The fact is, you’ll never be 100% certain what your system or processes will do under various scenarios so game-day testing is important. It’s something we do regularly at the New Relic European Development Center in Barcelona:
What you need to write-up a game-day testing scenario:
What the test is and why you’re running it (generally just a paragraph).
Details on where the game-day testing will take place. You can list things like servers or application URIs here.
💠 The process. Details such as how frequently game-day testing should take place and the steps needed to execute a game-day scenario. Provide a link to your “mock” incident game-day doc. Also, call out if this is a good ad-hoc scenario (that is, a scenario that can be run outside of the context of a normal game-day test).
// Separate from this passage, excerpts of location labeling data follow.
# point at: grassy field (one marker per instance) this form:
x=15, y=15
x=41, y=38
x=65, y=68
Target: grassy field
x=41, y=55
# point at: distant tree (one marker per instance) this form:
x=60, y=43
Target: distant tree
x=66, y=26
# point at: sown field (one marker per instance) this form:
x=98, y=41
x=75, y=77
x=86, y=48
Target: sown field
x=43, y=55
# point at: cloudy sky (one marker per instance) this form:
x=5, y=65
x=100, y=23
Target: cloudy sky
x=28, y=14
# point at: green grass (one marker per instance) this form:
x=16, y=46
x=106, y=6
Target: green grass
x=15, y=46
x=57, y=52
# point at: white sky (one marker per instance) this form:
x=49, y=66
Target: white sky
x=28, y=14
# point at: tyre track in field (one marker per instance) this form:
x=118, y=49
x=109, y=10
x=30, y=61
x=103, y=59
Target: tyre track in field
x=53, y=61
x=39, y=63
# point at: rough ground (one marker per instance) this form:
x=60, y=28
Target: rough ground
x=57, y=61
💠 The important stuff. Here I call out the exceptional. Meaning that if there was a list of three things that were “musts” for the test to run, or that were critical to the business, document what they are and how can you can game-day them.
💠 The unexpected. This is my favorite section. This is where I call out how to create unpredictable events in my system. These can be automated (like Netflix’s chaos monkey) or manual such as “turn off web jobs.”
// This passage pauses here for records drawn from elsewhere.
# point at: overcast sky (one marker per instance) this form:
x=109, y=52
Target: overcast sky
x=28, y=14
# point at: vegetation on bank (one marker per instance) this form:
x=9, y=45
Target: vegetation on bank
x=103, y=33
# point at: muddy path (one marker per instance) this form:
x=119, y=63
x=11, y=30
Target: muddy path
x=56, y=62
💠 What to do with issues found. This is a great section to focus on some process. Here you can detail processes and actions to take when the system reports unexpected results. Generally, you might detail your bug reporting workflow or hotfix process. This is an important section because you want to call out the fact that the game-day process should create artifacts that you can act on.
💠 Holes and future changes. Consider this your informal backlog. I put it with the game-day because I want to call out “Hey, we’re not covered here!” or “I really think we can improve here.” This way, pain points are always top of mind.
Things to keep in mind:
💠 Game-day testing is best done in a group, although can be done individually.
💠 Ask other people outside of your immediate team to help you create different scenarios and help you “break my system.”
💠 Doing things manually is a healthy way to better understand the current state of your system. Choose a few of the scenarios and do them in random order instead of just running through a script, one by one.
💠 Write down your hypothesis on what you think will happen when you execute a scenario. Investigate the results when it doesn’t match your expectations.
💠 Make sure you proactively communicate to all parties who might get alerts and notifications about this system that you are running tests. You don’t want to concern people unnecessarily!
💠 Document the bugs you encounter during your test so you can work on them later.
💠 All artifacts in your game-day “system” (documents, scripts, users, and systems) should be organic and updated often.
Focus on the learning
What could be more fun than breaking your software? Breaking your processes, of course!. The most important aspect of game-day testing is that you actually do it – when you run these tests, your app might survive or it might not. Game-day testing is meant to prevent future misery and, more importantly, as a software developer you should always make sure to take the hits before your users do. The crucial part is that you learn from the exercise regardless of the outcome.